Vary claim-premise order to ensure generalization.

✅ Hybrid Models

Combine:

CoT for reasoning clarity,
Retrieval-Augmented Generation (RAG) for evidence,
Classification heads for label consistency.

✅ Dataset Refinement

More real-world, multi-domain argument datasets are needed.
Human-in-the-loop annotation can reduce label ambiguity.

✅ Multilingual Benchmarking

Extend to languages beyond English, leveraging DeepSeek’s Chinese capabilities and GPT’s multilingual coverage.

11. Conclusion

This paper highlights a significant step forward in understanding how large-scale language models handle argument classification tasks. GPT-4o sets a new gold standard, but open-source alternatives like DeepSeek-R1 show incredible promise, especially when enhanced with reasoning strategies.
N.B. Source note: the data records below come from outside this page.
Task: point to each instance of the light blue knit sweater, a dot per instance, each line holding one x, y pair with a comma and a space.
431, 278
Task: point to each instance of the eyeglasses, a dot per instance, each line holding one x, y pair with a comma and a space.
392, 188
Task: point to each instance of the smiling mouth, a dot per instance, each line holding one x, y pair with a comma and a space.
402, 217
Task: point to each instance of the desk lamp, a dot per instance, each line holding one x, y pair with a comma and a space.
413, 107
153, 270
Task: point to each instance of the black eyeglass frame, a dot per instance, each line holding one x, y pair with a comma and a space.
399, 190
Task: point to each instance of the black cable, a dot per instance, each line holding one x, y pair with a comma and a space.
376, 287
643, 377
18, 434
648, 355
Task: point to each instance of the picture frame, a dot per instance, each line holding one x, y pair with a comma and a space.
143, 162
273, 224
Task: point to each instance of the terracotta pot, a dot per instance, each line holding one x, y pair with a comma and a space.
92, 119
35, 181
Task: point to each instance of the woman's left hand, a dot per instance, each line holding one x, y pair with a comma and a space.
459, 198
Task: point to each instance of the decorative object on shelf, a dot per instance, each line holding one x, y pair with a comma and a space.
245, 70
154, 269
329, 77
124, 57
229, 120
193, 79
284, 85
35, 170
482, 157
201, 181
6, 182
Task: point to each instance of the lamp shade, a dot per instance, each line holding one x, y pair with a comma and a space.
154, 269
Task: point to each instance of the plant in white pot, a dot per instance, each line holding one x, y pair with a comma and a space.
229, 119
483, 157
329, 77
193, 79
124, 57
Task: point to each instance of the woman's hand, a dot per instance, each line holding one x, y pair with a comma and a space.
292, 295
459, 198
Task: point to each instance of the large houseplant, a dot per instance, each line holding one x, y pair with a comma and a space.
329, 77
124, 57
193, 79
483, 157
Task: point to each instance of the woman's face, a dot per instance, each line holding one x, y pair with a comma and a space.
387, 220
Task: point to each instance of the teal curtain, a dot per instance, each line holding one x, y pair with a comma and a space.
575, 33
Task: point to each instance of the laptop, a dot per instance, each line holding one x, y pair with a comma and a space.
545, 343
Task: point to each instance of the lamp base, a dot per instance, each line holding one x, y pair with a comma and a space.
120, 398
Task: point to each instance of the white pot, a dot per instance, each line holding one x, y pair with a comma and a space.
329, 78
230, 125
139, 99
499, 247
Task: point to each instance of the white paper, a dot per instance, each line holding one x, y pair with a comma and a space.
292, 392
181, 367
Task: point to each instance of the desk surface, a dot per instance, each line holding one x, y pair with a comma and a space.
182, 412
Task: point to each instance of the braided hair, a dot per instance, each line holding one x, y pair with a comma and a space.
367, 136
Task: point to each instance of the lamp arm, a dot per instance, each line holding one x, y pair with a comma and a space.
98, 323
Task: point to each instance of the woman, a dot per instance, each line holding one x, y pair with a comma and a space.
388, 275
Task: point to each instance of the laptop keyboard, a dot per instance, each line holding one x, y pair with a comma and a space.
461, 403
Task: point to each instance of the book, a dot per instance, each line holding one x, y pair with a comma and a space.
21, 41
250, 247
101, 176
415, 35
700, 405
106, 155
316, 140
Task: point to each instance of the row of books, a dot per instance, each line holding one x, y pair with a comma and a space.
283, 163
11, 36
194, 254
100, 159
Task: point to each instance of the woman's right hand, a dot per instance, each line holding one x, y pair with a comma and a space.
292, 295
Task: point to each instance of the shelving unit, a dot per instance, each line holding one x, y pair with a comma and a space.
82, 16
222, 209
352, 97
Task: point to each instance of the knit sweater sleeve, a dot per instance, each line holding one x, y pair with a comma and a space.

While LLMs outperform traditional models in both efficiency and accuracy, there is still room for improvement—especially in handling ambiguous or subtle argumentative nuances. This work not only benchmarks model capabilities but also reveals essential bottlenecks in dataset quality, reasoning fidelity, and prompt design.

As LLMs continue to evolve, tools for interpretable and domain-specific argument analysis will become vital across law, journalism, education, and AI ethics. This study lays the groundwork for that future.